Immédiatement. Tout et tout de suite. Un python australien avale un chihuahua et c’est l’émoi mondial instantané. 30 secondes après le décès, 23’896 personnes se retrouvent sur un mur Facebook pour pleurer le défunt. Sur une page concurrente, 12’574 Faceboukiens s’unissent pour soutenir le python en passe d’être exécuté par les autorités locales. En Australie, un débat national s’engage sur la taille minimale des animaux de compagnie et sur la nécessité de réglementer la longueur des pythons. Le gouvernement anglais rappelle aux Australiens les droits à une croissance naturelle et illimitée pour tous les animaux nés sur le sol de l’empire britannique. La reine est envoyée avec sa malle à chapeaux et le prince Charles. Les deux parties se réunissent en conclave pour élaborer un nouveau projet de loi à soumettre dans les meilleurs délais. Les journalistes du monde entier déploient leurs antennes paraboliques devant le siège du gouvernement australien pour retransmettre en direct le résultat des négociations.  La nuit tombe, le monde entier retient son souffle. Après de longues heures angoissées, un communiqué officiel est transmis, la reine va parler dans cinq minutes. Le monde entier se fige. L’attente est insupportable.

Et c’est juste le moment que choisit un Labrador français pour ouvrir le frigo de son propriétaire et engloutir la totalité d’un camembert AOC entouré de son papier de protection biodégradable. L’animal est dans un état critique, la faculté refuse de se prononcer sur ses chances de survie. Sur Facebook, les membres de la Société Protectrice du Camembert se déchaînent. Les Labradors répliquent en créant un Comité d’Action Nationale et défilent dans Paris. Ils font dix fois le tour du Panthéon en salivant. La question est soulevée en haut lieu. L’assemblée nationale s’empare du dossier. Des heures de débats houleux débouchent sur deux projets de loi : l’interdiction faite aux chiens d’ouvrir la porte du frigo et l’obligation faite aux producteurs de camembert d’introduire dans le cursus canin des cours de sensibilisation à la pâte molle. Les sénateurs sont réunis en conclave. Les journalistes du monde entier quittent l’Australie sans attendre la décision de sa Très Gracieuse Majesté.

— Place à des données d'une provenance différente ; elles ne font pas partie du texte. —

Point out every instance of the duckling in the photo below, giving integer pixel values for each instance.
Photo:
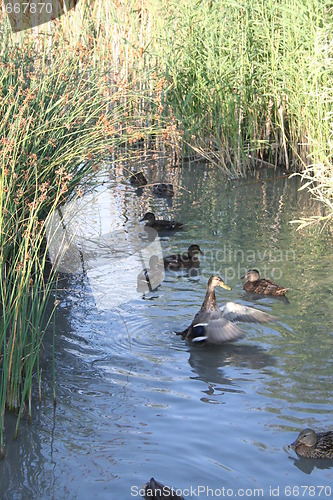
(161, 225)
(313, 444)
(138, 179)
(163, 189)
(150, 278)
(212, 325)
(262, 286)
(180, 260)
(157, 491)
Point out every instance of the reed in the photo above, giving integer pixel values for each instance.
(58, 121)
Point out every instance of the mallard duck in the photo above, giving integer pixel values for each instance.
(163, 189)
(186, 259)
(262, 286)
(150, 278)
(212, 325)
(313, 444)
(138, 179)
(161, 225)
(157, 491)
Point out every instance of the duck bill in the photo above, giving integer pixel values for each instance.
(224, 285)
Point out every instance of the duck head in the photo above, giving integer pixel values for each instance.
(215, 281)
(194, 250)
(149, 217)
(307, 437)
(252, 275)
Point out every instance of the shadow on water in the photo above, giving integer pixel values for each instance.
(208, 362)
(307, 465)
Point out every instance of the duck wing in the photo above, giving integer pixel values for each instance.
(236, 312)
(171, 261)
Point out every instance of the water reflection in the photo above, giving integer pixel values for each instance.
(208, 362)
(307, 465)
(126, 384)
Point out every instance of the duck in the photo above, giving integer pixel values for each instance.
(181, 260)
(150, 278)
(160, 224)
(212, 325)
(163, 189)
(313, 444)
(262, 286)
(138, 179)
(157, 491)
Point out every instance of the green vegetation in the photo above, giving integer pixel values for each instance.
(242, 84)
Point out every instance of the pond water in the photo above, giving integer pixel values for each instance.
(135, 401)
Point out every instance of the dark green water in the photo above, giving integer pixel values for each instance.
(134, 401)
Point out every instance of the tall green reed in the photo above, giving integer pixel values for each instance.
(58, 120)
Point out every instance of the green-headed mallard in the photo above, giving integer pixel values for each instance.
(262, 286)
(163, 189)
(212, 325)
(313, 444)
(150, 278)
(187, 259)
(138, 179)
(161, 225)
(157, 491)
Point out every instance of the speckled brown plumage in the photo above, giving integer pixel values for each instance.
(262, 286)
(313, 444)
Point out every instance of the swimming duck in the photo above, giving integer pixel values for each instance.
(180, 260)
(212, 325)
(161, 225)
(262, 286)
(150, 278)
(157, 491)
(163, 189)
(138, 179)
(313, 444)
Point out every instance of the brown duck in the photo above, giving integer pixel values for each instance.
(138, 179)
(212, 325)
(157, 491)
(161, 225)
(163, 189)
(187, 259)
(262, 286)
(313, 444)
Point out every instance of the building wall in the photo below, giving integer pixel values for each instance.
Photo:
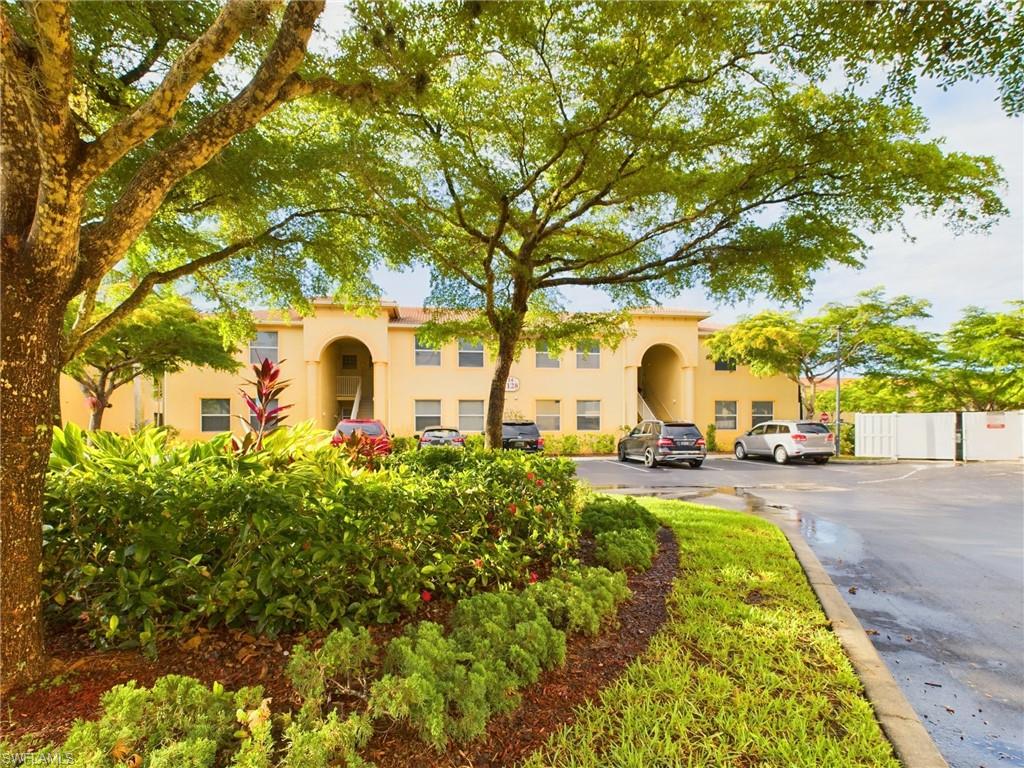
(683, 381)
(744, 388)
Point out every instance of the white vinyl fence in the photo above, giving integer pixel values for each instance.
(991, 436)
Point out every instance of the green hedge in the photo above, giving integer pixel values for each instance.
(446, 686)
(142, 535)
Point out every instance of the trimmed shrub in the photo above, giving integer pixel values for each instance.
(608, 513)
(580, 601)
(631, 548)
(142, 536)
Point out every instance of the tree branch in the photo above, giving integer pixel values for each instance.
(161, 107)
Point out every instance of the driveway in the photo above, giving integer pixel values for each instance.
(930, 557)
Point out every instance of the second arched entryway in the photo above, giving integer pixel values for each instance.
(659, 384)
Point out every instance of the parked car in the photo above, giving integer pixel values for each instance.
(440, 436)
(373, 430)
(787, 439)
(655, 441)
(521, 435)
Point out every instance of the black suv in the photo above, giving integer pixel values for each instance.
(656, 441)
(521, 435)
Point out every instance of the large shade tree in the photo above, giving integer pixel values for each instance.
(872, 335)
(647, 147)
(173, 141)
(163, 336)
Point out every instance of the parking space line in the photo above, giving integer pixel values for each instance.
(625, 464)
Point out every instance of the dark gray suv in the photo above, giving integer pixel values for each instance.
(656, 441)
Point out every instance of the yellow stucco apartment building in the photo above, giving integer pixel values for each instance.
(374, 366)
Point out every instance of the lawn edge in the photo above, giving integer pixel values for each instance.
(911, 741)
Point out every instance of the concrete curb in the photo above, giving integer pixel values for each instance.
(907, 734)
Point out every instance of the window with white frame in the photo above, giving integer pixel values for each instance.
(470, 416)
(215, 415)
(588, 416)
(762, 411)
(427, 354)
(725, 414)
(264, 346)
(544, 359)
(470, 353)
(588, 354)
(428, 414)
(549, 416)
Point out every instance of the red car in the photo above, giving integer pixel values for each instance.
(374, 434)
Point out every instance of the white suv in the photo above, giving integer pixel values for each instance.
(787, 439)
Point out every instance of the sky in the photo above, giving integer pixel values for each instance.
(949, 270)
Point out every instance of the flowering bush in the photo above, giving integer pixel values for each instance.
(143, 536)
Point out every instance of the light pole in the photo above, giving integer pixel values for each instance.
(839, 363)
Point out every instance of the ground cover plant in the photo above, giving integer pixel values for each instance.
(448, 684)
(745, 671)
(145, 536)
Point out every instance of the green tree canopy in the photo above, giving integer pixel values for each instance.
(644, 148)
(164, 335)
(873, 335)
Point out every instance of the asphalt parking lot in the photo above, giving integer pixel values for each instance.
(930, 557)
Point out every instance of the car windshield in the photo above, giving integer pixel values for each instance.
(371, 429)
(681, 430)
(520, 430)
(812, 428)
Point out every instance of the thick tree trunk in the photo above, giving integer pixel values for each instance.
(31, 324)
(496, 400)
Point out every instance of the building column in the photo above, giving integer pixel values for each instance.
(630, 396)
(381, 393)
(312, 392)
(689, 393)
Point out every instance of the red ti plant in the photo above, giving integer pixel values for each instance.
(264, 417)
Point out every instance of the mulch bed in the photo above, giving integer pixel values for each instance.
(591, 664)
(81, 675)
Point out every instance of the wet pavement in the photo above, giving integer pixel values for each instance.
(931, 559)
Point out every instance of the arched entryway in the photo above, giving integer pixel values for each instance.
(347, 383)
(659, 384)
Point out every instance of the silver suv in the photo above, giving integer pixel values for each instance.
(787, 439)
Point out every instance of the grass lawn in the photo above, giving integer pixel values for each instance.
(745, 672)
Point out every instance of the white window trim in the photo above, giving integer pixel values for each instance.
(538, 416)
(202, 416)
(417, 349)
(460, 352)
(482, 416)
(416, 416)
(537, 357)
(589, 416)
(734, 416)
(259, 357)
(588, 355)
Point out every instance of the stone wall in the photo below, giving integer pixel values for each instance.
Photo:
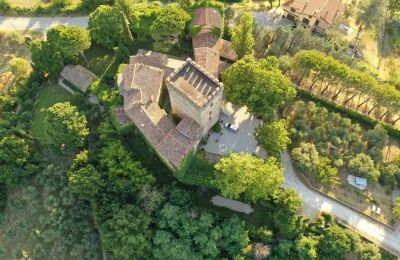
(206, 117)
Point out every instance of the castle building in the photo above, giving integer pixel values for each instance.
(194, 92)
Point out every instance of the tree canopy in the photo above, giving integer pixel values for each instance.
(273, 136)
(69, 40)
(21, 68)
(363, 166)
(263, 89)
(335, 243)
(66, 126)
(105, 26)
(167, 27)
(242, 35)
(243, 173)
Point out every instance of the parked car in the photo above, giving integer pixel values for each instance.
(231, 127)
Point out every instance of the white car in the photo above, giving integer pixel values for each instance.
(231, 127)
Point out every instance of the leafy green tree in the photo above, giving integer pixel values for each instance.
(389, 172)
(169, 23)
(127, 33)
(185, 4)
(263, 89)
(334, 243)
(66, 126)
(377, 137)
(244, 173)
(369, 251)
(46, 60)
(394, 6)
(396, 208)
(105, 26)
(14, 150)
(306, 247)
(325, 172)
(83, 178)
(21, 68)
(363, 166)
(125, 175)
(306, 157)
(126, 7)
(91, 5)
(273, 136)
(284, 249)
(68, 40)
(371, 14)
(242, 35)
(285, 217)
(127, 235)
(142, 18)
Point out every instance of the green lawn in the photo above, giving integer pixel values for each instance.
(100, 61)
(48, 96)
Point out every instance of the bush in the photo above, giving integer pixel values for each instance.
(4, 6)
(353, 115)
(217, 127)
(3, 198)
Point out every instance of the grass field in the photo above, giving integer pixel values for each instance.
(100, 61)
(33, 3)
(12, 45)
(48, 96)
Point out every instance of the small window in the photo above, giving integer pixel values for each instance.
(306, 21)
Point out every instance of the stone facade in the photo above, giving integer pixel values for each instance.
(199, 99)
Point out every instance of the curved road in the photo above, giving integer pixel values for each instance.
(315, 203)
(40, 23)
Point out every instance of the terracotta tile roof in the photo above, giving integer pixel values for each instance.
(195, 83)
(207, 16)
(189, 128)
(223, 66)
(206, 39)
(145, 78)
(329, 10)
(208, 59)
(163, 59)
(139, 83)
(132, 98)
(176, 146)
(121, 116)
(78, 76)
(227, 51)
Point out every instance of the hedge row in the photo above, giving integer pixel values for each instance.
(354, 115)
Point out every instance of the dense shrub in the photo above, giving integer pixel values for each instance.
(353, 115)
(108, 95)
(4, 6)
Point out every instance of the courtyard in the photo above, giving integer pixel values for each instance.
(227, 142)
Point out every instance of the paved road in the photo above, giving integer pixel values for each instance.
(315, 202)
(40, 23)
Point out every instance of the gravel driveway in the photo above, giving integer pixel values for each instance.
(271, 18)
(242, 141)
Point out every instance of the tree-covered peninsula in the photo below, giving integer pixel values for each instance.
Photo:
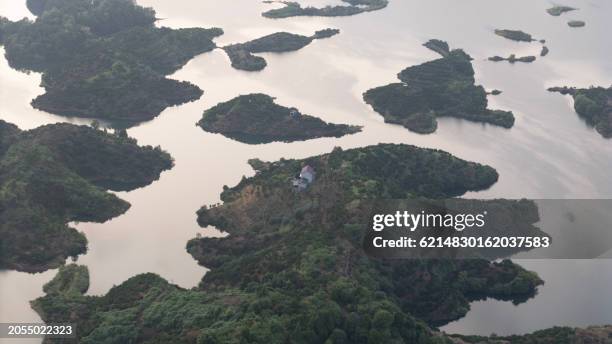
(241, 54)
(593, 104)
(256, 118)
(293, 270)
(103, 59)
(353, 7)
(56, 174)
(438, 88)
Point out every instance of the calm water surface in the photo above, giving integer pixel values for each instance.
(550, 152)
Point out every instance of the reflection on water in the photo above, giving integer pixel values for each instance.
(550, 153)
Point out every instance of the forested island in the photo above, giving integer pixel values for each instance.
(576, 23)
(293, 269)
(559, 10)
(256, 118)
(514, 35)
(438, 88)
(593, 104)
(104, 59)
(241, 54)
(353, 7)
(513, 59)
(56, 174)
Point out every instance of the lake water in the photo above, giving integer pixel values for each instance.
(550, 152)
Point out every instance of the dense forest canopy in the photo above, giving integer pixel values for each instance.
(241, 54)
(352, 7)
(292, 269)
(256, 118)
(438, 88)
(56, 174)
(593, 104)
(104, 58)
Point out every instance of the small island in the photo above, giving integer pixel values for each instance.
(241, 54)
(576, 23)
(559, 10)
(515, 35)
(513, 59)
(104, 59)
(440, 88)
(593, 104)
(353, 7)
(293, 268)
(56, 174)
(256, 118)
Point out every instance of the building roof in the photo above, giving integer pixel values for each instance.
(308, 169)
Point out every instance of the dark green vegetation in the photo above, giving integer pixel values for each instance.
(56, 174)
(556, 335)
(513, 59)
(292, 269)
(255, 118)
(559, 10)
(593, 104)
(438, 88)
(576, 23)
(104, 58)
(514, 35)
(294, 9)
(242, 57)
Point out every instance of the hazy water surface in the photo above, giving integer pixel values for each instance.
(550, 152)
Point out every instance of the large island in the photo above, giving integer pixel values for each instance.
(292, 268)
(440, 88)
(104, 59)
(56, 174)
(255, 118)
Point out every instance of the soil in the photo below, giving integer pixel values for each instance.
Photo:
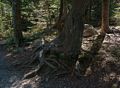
(103, 73)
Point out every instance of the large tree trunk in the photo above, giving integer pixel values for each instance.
(17, 22)
(71, 36)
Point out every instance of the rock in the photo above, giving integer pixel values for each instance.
(89, 31)
(3, 42)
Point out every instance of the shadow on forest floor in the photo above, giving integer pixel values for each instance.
(104, 73)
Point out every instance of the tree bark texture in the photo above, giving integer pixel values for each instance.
(104, 28)
(71, 36)
(17, 22)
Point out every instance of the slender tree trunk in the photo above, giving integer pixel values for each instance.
(17, 22)
(104, 27)
(59, 25)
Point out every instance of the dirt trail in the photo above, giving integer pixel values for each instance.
(8, 74)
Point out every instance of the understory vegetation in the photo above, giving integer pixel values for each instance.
(63, 38)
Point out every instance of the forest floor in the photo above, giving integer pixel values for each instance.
(104, 73)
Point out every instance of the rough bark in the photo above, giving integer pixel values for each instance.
(71, 37)
(17, 22)
(62, 14)
(88, 59)
(104, 27)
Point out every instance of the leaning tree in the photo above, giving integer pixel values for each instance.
(64, 51)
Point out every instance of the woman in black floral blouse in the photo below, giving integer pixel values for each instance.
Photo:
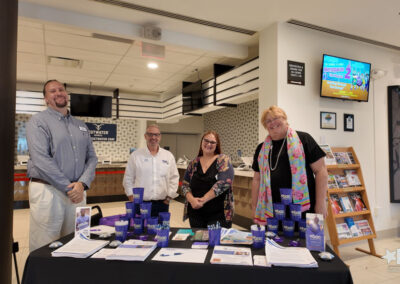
(207, 185)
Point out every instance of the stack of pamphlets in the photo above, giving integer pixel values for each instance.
(234, 236)
(363, 227)
(329, 158)
(288, 256)
(231, 255)
(133, 250)
(343, 231)
(181, 255)
(79, 248)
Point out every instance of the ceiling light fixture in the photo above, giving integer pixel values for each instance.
(152, 65)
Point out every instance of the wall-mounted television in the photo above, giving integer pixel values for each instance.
(345, 79)
(192, 96)
(91, 105)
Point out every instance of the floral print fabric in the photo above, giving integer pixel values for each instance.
(223, 184)
(297, 162)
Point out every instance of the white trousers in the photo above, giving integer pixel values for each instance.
(52, 214)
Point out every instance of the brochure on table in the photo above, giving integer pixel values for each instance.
(133, 250)
(236, 237)
(181, 255)
(79, 248)
(288, 256)
(231, 255)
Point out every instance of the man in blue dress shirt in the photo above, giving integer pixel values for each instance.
(62, 164)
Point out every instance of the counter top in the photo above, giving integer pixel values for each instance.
(99, 166)
(237, 172)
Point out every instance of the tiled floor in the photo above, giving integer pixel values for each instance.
(365, 269)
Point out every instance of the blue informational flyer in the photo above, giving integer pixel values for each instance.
(82, 222)
(315, 237)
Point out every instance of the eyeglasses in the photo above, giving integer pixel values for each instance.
(206, 141)
(153, 134)
(268, 121)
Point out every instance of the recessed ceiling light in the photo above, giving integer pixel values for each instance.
(152, 65)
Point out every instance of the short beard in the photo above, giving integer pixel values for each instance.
(61, 105)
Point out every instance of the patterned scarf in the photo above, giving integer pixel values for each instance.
(297, 162)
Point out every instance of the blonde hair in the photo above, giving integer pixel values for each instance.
(153, 126)
(273, 111)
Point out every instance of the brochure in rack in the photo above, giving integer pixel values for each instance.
(336, 205)
(315, 238)
(352, 178)
(343, 231)
(363, 227)
(329, 158)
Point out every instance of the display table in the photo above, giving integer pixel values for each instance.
(40, 267)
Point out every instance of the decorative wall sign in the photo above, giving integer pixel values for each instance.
(296, 71)
(328, 120)
(348, 120)
(102, 131)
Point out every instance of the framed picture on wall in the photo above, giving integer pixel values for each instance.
(348, 121)
(394, 142)
(327, 120)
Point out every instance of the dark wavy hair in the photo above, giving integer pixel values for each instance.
(218, 149)
(48, 82)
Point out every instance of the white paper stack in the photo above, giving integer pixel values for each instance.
(288, 256)
(231, 255)
(133, 250)
(79, 248)
(101, 229)
(235, 237)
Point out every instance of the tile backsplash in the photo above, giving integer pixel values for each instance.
(237, 128)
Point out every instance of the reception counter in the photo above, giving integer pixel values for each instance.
(106, 187)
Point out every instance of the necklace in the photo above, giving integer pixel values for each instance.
(206, 163)
(277, 159)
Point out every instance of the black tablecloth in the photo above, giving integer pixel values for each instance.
(40, 267)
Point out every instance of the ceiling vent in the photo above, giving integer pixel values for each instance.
(152, 32)
(64, 62)
(112, 38)
(129, 5)
(153, 50)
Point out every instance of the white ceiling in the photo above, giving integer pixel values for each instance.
(64, 29)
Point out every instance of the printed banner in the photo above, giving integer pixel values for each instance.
(102, 131)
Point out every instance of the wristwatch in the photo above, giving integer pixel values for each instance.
(85, 187)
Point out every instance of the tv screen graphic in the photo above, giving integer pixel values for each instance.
(192, 97)
(345, 78)
(91, 105)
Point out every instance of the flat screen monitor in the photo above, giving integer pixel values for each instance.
(345, 79)
(91, 105)
(192, 97)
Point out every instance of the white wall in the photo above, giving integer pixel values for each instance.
(303, 103)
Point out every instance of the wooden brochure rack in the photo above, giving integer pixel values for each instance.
(335, 218)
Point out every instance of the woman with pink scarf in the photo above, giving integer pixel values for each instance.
(287, 159)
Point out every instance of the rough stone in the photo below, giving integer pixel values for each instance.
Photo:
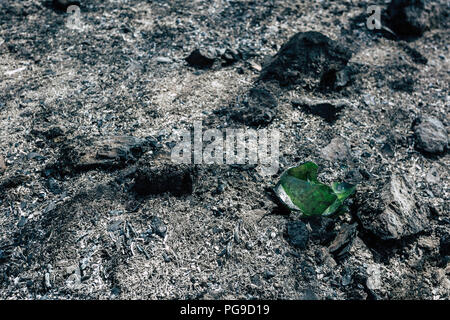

Ils atterrissent en hâte à Paris. Ils déploient leurs antennes paraboliques. La nuit tombe. Le monde entier est en apesanteur. Après de longues heures affreuses, un émissaire gris sort du noir pour dire que le président va parler dans trois minutes. Le monde se bloque. Les estomacs se nouent.
Pendant ce temps tout le monde meurt, on ne sait même pas comment.